Первый и самый естественный из них: по чьей инициативе возникла сама идея использовать русский фольклор? Проще всего думать, что такую мысль подал Бетховену граф Разумовский. Однако, зная биографию Андрея Кирилловича, который большую часть жизни провел за границей и ощущал своим домом Вену, трудно поверить в его внезапно возникшее пристрастие к песням далекой родины, будь то Украина или Россия. Никакой ностальгией он не страдал и, в отличие от собственных отца и дяди, не привечал у себя во дворце украинских бандуристов, зато взял под свое покровительство лучший в Европе квартет Шуппанцига. Настаивать на том, чтобы Бетховен непременно использовал в своих квартетах подлинные народные песни, со стороны Разумовского выглядело бы странной причудой. Никто из других меценатов, ни русских, ни венгерских, никогда не ставил перед композитором подобных условий. Более того, хотя Разумовскому посвящали свои произведения другие композиторы, ни один из них не обращался к русскому фольклору. Народных мелодий нет ни в трех квартетах Франтишека Кроммера ор. 68 (1809), ни в квартете Шпора ор. 27 (1812), ни в двух квартетах Вайса ор. 8 (1814).

Если Разумовский и мог обратить внимание Бетховена на народные песни, то, скорее всего, в виде ненавязчивого предложения, на которое композитор охотно откликнулся.

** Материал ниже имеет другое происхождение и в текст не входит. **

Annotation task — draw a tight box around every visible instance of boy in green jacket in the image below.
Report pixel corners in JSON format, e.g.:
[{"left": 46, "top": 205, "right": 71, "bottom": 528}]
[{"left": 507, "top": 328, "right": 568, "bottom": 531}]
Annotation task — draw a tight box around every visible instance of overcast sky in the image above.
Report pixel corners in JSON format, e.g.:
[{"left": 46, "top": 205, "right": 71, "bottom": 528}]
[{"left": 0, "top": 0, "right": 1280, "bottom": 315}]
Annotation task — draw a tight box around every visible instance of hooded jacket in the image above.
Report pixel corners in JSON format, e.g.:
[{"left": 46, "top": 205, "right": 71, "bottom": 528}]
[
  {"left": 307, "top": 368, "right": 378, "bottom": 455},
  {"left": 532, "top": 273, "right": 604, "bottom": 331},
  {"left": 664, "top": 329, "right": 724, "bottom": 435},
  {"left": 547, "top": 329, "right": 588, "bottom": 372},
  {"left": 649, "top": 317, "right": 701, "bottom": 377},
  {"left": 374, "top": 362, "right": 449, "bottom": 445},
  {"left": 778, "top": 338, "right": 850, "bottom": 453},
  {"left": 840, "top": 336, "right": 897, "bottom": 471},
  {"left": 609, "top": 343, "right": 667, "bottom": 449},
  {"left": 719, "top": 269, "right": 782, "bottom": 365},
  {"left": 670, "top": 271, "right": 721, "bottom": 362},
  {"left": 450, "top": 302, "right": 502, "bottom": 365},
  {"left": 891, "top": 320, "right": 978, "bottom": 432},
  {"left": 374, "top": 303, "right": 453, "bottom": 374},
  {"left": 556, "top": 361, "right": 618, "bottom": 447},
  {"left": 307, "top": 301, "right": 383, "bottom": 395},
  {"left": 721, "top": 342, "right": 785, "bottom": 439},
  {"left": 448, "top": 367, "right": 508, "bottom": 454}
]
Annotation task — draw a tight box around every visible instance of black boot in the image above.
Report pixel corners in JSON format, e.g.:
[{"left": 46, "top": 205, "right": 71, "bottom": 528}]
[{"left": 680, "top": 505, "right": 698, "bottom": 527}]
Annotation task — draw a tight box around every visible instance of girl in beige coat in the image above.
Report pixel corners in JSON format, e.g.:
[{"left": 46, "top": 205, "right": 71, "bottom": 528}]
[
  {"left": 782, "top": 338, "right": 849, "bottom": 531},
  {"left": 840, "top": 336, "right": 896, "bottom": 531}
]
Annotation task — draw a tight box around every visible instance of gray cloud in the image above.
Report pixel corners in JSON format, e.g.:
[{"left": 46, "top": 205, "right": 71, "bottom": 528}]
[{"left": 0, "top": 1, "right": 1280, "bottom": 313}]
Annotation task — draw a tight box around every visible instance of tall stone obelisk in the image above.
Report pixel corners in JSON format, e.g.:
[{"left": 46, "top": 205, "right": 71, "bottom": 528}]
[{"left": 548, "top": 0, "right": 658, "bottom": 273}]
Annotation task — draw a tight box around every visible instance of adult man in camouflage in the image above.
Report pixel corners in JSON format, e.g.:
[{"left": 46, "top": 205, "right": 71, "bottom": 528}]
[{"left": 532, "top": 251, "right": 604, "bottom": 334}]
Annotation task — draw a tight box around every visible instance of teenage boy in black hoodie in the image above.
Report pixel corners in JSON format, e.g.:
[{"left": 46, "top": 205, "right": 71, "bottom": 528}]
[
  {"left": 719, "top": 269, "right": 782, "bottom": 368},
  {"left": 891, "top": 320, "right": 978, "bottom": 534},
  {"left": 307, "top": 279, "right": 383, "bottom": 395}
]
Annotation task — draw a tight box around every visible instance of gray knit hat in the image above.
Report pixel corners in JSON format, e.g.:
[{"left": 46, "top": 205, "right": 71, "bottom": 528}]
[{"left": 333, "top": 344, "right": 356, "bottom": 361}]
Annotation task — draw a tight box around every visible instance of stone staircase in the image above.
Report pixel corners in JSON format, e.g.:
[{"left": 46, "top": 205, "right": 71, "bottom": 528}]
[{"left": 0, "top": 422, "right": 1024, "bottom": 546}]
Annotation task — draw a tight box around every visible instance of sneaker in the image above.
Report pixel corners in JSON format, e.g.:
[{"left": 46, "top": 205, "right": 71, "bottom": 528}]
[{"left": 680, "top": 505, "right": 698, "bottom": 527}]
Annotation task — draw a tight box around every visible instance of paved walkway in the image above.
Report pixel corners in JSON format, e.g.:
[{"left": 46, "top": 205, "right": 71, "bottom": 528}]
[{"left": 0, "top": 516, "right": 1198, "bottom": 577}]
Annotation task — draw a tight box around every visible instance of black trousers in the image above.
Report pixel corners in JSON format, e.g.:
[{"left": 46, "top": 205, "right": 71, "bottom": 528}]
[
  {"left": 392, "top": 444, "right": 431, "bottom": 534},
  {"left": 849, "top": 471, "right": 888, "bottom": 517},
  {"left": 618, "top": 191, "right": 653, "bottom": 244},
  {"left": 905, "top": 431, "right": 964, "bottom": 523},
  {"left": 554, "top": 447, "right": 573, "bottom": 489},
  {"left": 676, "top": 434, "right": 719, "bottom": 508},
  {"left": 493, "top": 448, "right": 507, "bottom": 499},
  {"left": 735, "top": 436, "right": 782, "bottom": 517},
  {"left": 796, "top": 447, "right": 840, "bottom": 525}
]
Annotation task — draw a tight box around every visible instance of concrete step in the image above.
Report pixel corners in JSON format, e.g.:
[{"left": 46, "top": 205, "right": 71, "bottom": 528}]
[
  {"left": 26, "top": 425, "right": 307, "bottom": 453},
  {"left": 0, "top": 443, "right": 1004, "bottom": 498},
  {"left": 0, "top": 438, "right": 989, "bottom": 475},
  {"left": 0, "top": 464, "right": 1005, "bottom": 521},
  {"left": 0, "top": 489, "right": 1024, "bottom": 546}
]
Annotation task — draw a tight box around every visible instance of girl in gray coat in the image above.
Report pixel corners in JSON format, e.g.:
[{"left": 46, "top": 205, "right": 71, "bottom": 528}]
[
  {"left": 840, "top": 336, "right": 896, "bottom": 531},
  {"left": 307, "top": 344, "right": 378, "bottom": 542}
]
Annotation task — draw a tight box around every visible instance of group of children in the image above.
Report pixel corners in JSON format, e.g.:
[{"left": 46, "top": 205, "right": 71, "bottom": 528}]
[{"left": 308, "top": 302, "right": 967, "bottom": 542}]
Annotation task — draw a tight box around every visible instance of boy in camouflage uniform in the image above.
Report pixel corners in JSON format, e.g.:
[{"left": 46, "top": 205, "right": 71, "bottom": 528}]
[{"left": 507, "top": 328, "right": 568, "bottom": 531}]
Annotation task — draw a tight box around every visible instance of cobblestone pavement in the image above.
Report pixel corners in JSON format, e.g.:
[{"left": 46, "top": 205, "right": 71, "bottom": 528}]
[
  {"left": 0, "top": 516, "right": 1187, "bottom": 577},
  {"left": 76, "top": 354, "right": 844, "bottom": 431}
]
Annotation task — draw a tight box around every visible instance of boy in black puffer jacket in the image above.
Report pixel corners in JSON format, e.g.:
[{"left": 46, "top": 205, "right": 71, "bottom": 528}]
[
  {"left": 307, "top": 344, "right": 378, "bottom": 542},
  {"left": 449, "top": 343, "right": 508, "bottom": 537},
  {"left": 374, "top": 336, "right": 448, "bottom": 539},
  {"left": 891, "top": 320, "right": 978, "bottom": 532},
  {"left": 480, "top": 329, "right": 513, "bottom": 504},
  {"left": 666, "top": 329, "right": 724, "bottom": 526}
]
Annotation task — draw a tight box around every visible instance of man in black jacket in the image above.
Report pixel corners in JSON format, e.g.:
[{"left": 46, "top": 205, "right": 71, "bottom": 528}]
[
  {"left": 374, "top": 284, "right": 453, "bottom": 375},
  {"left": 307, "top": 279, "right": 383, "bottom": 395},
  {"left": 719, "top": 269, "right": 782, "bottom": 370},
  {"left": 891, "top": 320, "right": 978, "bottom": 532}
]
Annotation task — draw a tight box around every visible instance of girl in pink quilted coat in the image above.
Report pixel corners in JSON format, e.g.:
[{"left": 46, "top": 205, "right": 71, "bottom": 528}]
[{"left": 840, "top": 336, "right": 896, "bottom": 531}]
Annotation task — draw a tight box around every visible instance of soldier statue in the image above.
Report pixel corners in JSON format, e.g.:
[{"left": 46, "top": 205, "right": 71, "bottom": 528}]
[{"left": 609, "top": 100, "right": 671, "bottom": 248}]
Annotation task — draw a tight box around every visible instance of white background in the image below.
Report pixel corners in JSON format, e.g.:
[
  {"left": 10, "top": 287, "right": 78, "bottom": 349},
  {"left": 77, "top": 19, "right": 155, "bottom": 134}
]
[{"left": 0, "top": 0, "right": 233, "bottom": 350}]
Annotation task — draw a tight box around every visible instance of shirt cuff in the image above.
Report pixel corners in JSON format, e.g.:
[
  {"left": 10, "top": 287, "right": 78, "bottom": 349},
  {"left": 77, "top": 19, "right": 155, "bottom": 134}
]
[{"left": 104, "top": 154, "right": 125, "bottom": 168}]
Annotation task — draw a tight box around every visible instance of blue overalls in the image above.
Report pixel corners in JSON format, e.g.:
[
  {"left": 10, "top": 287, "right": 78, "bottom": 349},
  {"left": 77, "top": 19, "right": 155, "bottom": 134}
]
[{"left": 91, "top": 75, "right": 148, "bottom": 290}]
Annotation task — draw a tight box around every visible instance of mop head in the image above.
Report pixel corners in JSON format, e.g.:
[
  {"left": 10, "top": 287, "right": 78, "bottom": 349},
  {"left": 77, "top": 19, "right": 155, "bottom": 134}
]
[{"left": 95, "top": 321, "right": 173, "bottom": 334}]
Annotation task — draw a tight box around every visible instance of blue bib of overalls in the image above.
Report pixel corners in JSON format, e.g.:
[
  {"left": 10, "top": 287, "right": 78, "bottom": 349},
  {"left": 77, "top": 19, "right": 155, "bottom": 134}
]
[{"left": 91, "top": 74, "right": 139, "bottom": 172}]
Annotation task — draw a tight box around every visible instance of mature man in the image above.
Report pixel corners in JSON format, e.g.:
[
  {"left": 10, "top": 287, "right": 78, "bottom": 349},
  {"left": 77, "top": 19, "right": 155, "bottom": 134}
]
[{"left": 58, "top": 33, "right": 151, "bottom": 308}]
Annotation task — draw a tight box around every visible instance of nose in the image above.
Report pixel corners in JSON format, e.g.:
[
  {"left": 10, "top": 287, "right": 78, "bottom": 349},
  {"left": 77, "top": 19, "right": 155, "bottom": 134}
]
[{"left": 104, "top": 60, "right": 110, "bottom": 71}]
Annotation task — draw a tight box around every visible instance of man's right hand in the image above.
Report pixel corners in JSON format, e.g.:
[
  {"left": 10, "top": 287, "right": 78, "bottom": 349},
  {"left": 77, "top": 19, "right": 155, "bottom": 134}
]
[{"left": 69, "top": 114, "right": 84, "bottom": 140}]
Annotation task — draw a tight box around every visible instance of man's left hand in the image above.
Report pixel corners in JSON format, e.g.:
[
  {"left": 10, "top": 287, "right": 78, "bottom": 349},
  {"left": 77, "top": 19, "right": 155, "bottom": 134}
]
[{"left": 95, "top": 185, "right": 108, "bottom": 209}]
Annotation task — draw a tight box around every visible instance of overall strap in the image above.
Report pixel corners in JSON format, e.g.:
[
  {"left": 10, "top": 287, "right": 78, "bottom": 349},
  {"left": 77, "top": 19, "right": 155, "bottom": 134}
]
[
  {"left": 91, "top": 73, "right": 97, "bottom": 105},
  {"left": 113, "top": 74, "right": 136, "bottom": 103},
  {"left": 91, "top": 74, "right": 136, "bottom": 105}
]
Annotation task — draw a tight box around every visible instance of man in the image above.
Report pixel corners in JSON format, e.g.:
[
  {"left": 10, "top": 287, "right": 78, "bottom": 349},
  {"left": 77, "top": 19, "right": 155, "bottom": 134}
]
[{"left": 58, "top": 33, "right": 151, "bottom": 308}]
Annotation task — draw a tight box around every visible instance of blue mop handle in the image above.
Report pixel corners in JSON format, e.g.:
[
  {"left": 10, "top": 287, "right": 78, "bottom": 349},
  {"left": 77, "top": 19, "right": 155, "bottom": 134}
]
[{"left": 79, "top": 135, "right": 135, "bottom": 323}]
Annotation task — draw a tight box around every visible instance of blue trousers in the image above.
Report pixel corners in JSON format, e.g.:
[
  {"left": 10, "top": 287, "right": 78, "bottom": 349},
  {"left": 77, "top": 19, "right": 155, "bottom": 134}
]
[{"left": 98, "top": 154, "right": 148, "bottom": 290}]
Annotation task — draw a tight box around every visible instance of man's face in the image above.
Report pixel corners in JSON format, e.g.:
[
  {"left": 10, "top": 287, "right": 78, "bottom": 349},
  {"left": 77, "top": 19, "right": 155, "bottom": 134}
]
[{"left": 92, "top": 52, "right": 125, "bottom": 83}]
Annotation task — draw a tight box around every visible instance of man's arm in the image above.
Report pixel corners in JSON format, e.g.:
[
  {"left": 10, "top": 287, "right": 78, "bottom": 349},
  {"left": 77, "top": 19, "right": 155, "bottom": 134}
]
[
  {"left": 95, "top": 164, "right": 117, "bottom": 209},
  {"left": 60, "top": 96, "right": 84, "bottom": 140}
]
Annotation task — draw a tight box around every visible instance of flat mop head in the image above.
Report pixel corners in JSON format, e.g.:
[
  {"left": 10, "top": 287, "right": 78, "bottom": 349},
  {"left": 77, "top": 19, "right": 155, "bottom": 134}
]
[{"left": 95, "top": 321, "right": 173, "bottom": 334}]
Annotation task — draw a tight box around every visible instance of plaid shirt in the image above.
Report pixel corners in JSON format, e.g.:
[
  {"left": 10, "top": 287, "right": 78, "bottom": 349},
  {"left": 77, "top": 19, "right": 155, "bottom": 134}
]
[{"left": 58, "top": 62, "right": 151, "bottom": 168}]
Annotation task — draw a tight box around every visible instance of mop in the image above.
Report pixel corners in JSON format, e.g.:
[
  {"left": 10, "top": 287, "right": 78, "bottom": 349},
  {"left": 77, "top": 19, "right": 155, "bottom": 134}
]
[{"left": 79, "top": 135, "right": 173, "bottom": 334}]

Еще одна группа вопросов связана с источником, которым пользовался Бетховен. Сам источник прекрасно известен: это был изданный в 1790 году в Петербурге сборник Николая Александровича Львова (1753–1803/1804[251]) «Собрание народных русских песен с их голосами». На титульном листе вслед за приведенным заглавием значилось: «На музыку положил Иван Прач». Однако авторство Львова, не афишировавшееся им самим, вовсе не было тайной для близких к нему людей. Иван Богумир (Иоганн Готфрид) Прач (ок. 1750–1818), музыкант чешского происхождения, композитор, пианист и педагог, сделал лишь гармонизации мелодий, отобранных Львовым. Хотя в 1806 году, когда Львова уже не было в живых, последовало второе издание сборника, а в 1815-м – третье, Бетховен при сочинении квартетов ор. 59 пользовался, по-видимому, только первым. И ясно, что ниоткуда, кроме библиотеки Разумовского, Бетховен этот сборник получить не мог. В таком случае интересно выяснить, что связывало Львова и Разумовского и почему Разумовский решил привлечь внимание Бетховена именно к этому сборнику.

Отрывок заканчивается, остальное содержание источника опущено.